I am not really sure the difference between a web hosting site and an Ecommerce site. I want to open a clothing store and there are so many options I'm not sure what to go with. I've looked up fab.com and I am okay with selling my shirts with them but I also want a website of my own. There's godaddy.com which is alright, I came across Free Ecommerce Website - Create your own online shop with FreeWebstore and it is my top choice right now. I've read reviews and it seems pretty good. I'm starting really small and I don't want to go all out just in case my whole clothing store idea doesn't work out. I know about bigcartel and it's alright as well. I'm a little bit confused in this part of the process (creating the online website) and I could use some help.


----------



## gruntstyle (Aug 11, 2009)

We use opencart and like it a lot. If youre planning on going out of business and don't want to buy into any thing long term them I would check a free option that requires no programming. Take it another level up and you have other options that have pre loaded merchant services like yahoo stores.


----------



## Dizzymarkus (Sep 23, 2012)

hosting is just that -- your site is hosted only -- cheaper

ecomm is hosting plus security certificates and such to accept credit card payments etc. --- more expensive.




bluehost.com

oscommerce
phpcart
zencart
(theres a ton more)


with any of these you will need DATABASE privleges and have to install it on your own-- short ofpaying someone to set it up for you 


good luck,
Markus


----------



## R03 (Apr 25, 2012)

You will get what you pay for with an e commerce site.
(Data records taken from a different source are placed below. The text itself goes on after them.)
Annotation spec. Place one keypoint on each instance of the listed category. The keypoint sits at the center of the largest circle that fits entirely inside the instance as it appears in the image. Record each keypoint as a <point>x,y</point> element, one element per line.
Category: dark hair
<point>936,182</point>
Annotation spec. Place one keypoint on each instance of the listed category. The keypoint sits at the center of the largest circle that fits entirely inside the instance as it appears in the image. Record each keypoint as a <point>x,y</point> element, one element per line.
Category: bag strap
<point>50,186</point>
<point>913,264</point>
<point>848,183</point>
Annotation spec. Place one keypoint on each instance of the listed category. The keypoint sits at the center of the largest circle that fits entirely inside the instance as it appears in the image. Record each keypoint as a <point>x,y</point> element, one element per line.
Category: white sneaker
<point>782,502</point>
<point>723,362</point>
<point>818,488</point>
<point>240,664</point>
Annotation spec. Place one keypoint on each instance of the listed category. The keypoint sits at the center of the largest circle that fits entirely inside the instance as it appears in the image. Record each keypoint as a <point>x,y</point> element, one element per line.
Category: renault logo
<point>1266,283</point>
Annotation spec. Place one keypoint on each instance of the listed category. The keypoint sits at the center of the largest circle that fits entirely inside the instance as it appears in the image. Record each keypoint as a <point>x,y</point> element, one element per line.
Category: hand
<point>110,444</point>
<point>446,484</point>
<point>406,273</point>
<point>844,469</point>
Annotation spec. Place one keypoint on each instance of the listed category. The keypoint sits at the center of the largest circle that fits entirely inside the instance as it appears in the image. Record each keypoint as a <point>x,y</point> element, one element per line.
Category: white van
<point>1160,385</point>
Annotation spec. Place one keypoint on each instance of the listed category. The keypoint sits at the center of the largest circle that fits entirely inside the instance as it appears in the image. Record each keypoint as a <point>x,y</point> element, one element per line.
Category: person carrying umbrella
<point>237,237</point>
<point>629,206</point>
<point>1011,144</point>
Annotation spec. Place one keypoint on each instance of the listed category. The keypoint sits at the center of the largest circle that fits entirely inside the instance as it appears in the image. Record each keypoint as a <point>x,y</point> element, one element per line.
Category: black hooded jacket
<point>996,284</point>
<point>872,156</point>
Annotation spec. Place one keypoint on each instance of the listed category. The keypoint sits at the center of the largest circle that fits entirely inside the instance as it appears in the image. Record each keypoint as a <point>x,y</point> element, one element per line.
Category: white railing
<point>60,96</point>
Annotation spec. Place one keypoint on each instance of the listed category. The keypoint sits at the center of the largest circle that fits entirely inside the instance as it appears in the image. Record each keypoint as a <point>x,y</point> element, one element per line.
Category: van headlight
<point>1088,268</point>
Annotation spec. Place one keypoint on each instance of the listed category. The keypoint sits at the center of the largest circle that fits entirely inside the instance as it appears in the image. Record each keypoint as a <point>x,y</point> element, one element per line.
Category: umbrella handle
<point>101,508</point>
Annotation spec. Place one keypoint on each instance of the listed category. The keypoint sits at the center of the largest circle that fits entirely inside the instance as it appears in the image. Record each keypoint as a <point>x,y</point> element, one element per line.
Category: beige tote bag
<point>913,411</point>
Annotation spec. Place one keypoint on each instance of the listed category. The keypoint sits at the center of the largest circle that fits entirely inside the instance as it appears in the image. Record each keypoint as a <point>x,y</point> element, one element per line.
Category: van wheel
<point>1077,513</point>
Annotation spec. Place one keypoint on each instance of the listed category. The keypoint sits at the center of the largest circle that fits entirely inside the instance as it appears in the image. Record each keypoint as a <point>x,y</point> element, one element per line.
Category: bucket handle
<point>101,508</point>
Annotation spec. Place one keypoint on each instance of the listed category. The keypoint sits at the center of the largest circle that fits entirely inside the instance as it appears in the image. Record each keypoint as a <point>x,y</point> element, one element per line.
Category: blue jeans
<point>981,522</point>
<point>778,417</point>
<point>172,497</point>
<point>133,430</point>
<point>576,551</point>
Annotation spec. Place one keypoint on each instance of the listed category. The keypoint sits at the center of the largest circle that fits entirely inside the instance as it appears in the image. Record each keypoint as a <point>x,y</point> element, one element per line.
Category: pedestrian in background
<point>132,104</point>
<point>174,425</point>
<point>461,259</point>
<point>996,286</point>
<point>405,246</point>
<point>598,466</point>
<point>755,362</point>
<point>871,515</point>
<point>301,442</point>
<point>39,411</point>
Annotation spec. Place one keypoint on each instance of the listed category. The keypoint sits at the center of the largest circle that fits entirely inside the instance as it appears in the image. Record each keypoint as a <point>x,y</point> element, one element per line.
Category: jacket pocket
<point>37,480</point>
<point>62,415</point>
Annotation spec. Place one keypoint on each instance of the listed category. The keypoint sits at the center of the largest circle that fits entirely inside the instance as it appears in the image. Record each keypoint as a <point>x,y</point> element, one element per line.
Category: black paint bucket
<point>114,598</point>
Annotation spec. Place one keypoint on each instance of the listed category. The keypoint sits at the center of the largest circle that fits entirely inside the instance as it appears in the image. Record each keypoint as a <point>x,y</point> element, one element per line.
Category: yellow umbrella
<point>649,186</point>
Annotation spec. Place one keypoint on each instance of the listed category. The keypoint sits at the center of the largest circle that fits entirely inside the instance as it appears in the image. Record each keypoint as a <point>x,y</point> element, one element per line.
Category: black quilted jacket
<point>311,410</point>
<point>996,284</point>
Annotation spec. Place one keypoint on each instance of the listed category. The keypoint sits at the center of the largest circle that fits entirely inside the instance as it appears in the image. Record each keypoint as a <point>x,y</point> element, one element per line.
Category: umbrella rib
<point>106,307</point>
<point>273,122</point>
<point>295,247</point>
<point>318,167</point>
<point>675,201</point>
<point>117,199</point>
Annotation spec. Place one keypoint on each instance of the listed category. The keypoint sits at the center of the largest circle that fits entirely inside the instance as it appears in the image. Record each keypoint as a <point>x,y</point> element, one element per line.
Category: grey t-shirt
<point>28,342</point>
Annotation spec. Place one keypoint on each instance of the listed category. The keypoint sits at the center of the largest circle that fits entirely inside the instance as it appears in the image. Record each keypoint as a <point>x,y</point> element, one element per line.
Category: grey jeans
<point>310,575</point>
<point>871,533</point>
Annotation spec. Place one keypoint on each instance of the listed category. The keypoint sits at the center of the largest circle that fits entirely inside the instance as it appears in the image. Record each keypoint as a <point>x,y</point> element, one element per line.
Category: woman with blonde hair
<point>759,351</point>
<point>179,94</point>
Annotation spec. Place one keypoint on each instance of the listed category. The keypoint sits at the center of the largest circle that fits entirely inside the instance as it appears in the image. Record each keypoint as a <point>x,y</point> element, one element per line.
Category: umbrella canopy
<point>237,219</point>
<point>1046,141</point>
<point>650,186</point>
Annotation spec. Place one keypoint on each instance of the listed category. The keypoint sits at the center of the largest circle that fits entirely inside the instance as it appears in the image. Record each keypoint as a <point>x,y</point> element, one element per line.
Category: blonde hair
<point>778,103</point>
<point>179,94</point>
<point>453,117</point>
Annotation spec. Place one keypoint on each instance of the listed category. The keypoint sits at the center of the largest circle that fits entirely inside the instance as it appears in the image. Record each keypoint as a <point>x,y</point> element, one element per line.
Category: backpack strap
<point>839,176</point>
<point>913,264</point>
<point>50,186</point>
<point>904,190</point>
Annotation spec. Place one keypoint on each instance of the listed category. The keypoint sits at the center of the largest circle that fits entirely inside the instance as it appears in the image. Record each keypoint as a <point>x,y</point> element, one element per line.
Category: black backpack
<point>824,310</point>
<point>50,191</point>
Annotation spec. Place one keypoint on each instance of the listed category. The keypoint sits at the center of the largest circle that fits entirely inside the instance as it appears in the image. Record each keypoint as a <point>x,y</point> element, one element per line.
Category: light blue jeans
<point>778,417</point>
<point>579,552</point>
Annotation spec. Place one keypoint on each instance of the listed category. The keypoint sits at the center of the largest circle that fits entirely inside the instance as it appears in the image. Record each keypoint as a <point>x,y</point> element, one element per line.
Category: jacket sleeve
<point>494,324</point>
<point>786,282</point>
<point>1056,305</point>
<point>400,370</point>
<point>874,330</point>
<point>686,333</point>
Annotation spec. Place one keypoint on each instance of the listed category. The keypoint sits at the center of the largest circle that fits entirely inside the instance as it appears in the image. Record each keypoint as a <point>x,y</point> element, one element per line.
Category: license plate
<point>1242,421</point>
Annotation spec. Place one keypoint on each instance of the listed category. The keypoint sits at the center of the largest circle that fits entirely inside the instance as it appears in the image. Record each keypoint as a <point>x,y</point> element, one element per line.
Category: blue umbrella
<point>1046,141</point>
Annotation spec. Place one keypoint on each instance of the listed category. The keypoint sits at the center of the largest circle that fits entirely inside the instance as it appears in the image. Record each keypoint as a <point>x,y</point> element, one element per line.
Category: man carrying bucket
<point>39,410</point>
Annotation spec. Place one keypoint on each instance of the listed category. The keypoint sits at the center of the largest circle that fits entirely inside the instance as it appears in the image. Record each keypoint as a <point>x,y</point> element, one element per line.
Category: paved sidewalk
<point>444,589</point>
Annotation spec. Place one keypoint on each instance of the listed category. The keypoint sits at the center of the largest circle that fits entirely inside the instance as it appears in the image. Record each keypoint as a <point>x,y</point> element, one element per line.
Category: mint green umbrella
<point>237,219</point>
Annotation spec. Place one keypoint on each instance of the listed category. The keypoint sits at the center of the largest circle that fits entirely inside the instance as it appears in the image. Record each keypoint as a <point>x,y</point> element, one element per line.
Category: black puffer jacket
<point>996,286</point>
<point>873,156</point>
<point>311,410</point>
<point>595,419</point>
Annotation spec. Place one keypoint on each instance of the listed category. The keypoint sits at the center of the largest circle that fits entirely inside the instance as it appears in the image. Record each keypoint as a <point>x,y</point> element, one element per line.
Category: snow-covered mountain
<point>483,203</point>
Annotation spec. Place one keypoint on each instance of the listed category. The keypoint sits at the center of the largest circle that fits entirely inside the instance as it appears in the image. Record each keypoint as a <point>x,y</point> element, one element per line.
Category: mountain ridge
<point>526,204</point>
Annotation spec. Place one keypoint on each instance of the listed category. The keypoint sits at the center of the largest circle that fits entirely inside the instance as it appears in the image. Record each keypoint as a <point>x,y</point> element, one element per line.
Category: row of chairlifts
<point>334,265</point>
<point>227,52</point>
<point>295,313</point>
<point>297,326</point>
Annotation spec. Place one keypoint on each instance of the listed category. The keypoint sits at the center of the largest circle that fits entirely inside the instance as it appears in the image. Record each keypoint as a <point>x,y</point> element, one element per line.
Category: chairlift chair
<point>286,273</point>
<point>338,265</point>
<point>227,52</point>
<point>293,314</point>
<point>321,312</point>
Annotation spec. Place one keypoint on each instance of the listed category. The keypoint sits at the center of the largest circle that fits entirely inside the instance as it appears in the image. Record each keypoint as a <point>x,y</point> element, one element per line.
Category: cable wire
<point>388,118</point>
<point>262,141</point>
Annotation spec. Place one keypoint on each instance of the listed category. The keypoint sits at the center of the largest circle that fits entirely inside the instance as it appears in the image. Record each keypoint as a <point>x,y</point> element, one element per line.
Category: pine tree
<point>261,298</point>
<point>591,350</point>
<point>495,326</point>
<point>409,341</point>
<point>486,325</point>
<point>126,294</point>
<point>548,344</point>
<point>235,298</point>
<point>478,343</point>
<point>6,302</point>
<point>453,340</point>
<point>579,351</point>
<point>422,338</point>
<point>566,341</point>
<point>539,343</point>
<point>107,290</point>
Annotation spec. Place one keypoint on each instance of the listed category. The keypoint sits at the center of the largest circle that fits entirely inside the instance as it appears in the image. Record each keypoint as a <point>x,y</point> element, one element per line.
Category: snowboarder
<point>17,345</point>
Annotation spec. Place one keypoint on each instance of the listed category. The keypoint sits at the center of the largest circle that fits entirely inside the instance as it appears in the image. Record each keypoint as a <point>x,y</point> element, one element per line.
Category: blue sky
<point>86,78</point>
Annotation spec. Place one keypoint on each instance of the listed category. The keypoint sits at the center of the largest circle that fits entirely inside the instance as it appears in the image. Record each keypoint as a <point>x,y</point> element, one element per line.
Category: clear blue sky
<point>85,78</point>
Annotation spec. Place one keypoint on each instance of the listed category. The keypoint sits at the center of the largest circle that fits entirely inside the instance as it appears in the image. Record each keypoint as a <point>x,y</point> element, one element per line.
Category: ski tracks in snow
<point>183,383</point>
You will not get a lot of the features with the free site as you would using a paid site. I use shopify.com and it is very easy to set up and maintain. A lot of templates to chose from. Some free and some paid. 

One of may Shopify app offers a print on demand application from Merchify. I do some of my shirts on Merchify so I don't have to worry about fulfilling orders and shipping. 

With shopify, i pretty much do nothing but ship and collect money. I love Ecommerce Software, Online Store Builder, Website Store Hosting Solution- Free 14 day Trial by Shopify.


----------



## GHEENEE1 (Jan 8, 2007)

I use webs.com for a free ecommerce site.


----------



## Alpha Statuz (Feb 20, 2009)

I've been wondering (and attempting to decipher) whether sites such as bigcartel offer various email addresses such as a regular web hosting company.

I have webhostinghub, and while the difficulties of having to install and completely edit an ecommerce platform with no experience, I appreciate the tremendous server space, and unlimited email accounts. Not sure if the ecommerce web companies offer anything competitive in that area............

Sent from my PG86100 using T-Shirt Forums


----------



## jackptoke (Jul 21, 2012)

I use opencart fire my website.

Have a look, www.adventees.com.au.

Sent from my GT-N7000 using T-Shirt Forums


----------